Consultation: Changes to the School Admissions Code
The DfE has launched a consultation: 'Changes to the School Admissions Code', which proposes various changes including:
- Maintained sector schools to give priority to children eligible for pupil premium or service premium funding.
- Primary school admissions authorities to give priority to children eligible for the early years pupil premium, pupil premium or service premium who attend a nursery that is part of the school.
- Bringing forward dates for admission authorities to consult locally on their arrangements and reduce the length of the consultation from 8 to 6 weeks.
- Where the School's Adjudicator rules admission arrangements unlawful, authorities to amend their arrangements within two months of the ruling.
- Clarification on the provisions relating to the admission of summer born children.
- Ensuring the highest priority for admission applies to all children who have been adopted from local authority care.
The consultation closes on 29 September 2014, and responses can be made here:
Court dismisses JR challenge to forced Academy Order
In July, the High Court dismissed a Judicial Review challenge to a forced academisation in the case of R (Governing Body of the Warren Comprehensive School and another) v Secretary of State for Education  EWHC 2252 (Admin) (10 July 2014). The claimants, who wanted a federation solution, argued that:
a) the decisions to convert the school into an academy and to appoint an IEB were flawed, on the basis that they were based on a material error of fact (namely that evidence shows that sponsored academies are more likely than maintained schools to deliver improvement progress in schools in special measures); and
b) that the decision failed to take account the level of disruption involved in the academy process, or was otherwise premature of irrational.
These arguments failed. The Court ruled that the Secretary of State was entitled to find that steps should be taken without delay to bring about sustainable improvement to the school due to the persistent under-performance.
It appears from this judgment that there is a reluctance on the part of the courts to become involved in the Secretary of State's decisions to make academy orders.
DfE guidance: Promoting the education of looked-after children
In July the DfE issued guidance that details local authorities' duties to promote the educational achievement of the looked-after and eligible children for whom they are responsible. Every local authority is required to appoint a "Virtual School Head" ("VSH") whose role it would be to ensure that the authority properly discharges this duty.
The new guidance must be followed unless there are exceptional circumstances that justify departing from it.
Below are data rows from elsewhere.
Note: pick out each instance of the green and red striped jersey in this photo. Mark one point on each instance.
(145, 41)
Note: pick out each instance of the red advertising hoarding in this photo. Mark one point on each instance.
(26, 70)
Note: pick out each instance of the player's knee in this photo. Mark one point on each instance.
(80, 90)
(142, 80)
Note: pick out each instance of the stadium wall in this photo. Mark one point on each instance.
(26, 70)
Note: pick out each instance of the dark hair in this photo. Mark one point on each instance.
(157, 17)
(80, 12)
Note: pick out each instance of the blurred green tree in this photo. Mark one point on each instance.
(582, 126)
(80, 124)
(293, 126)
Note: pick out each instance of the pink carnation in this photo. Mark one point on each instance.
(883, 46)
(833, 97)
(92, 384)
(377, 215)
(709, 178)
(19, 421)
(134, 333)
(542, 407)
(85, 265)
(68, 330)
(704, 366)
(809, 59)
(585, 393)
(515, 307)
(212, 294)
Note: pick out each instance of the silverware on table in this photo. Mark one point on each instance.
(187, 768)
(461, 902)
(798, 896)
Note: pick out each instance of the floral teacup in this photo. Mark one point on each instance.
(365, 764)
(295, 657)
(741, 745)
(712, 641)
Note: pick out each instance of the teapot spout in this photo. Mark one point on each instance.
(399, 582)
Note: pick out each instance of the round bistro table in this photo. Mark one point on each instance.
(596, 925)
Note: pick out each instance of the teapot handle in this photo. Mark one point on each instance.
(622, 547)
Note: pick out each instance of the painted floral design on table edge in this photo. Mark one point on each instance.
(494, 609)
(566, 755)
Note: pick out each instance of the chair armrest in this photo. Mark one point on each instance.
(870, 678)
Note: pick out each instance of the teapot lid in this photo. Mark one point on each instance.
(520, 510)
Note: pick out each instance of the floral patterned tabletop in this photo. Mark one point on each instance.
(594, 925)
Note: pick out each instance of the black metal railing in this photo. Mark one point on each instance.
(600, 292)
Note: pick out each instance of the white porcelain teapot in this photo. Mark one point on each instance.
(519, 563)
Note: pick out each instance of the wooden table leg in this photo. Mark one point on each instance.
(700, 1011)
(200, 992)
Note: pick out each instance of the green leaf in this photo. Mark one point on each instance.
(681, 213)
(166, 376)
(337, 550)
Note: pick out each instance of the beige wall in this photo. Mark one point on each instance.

It replaces the March 2010 guidance and makes the following amendments:
- Reflect the statutory nature of the VSH role.
- Include a requirement for social workers, VSHs, Independent Reviewing Officers, school admission officers and special educational needs departments to work together to ensure that appropriate education provisions for children are arranged at the same time as care placements (except in an emergency).
- Requires that the Personal Education Plan of all looked-after children should now include the contact details of the VSH of the authority that looks after the child.
Amendments to those entitled to free EYFS provision
The Local Authority (Duty to Secure Early Years Provision Free of Charge) (Amendment) Regulations 2014 (SI 2014/1705), which amend the 2013 Regulations, come into force on 1st September. These amend the 2013 regulations and include in the description of children who are entitled to free early years provision, children who have an Education, Health and Care plan and children who are no longer looked after as a result of a child arrangements order.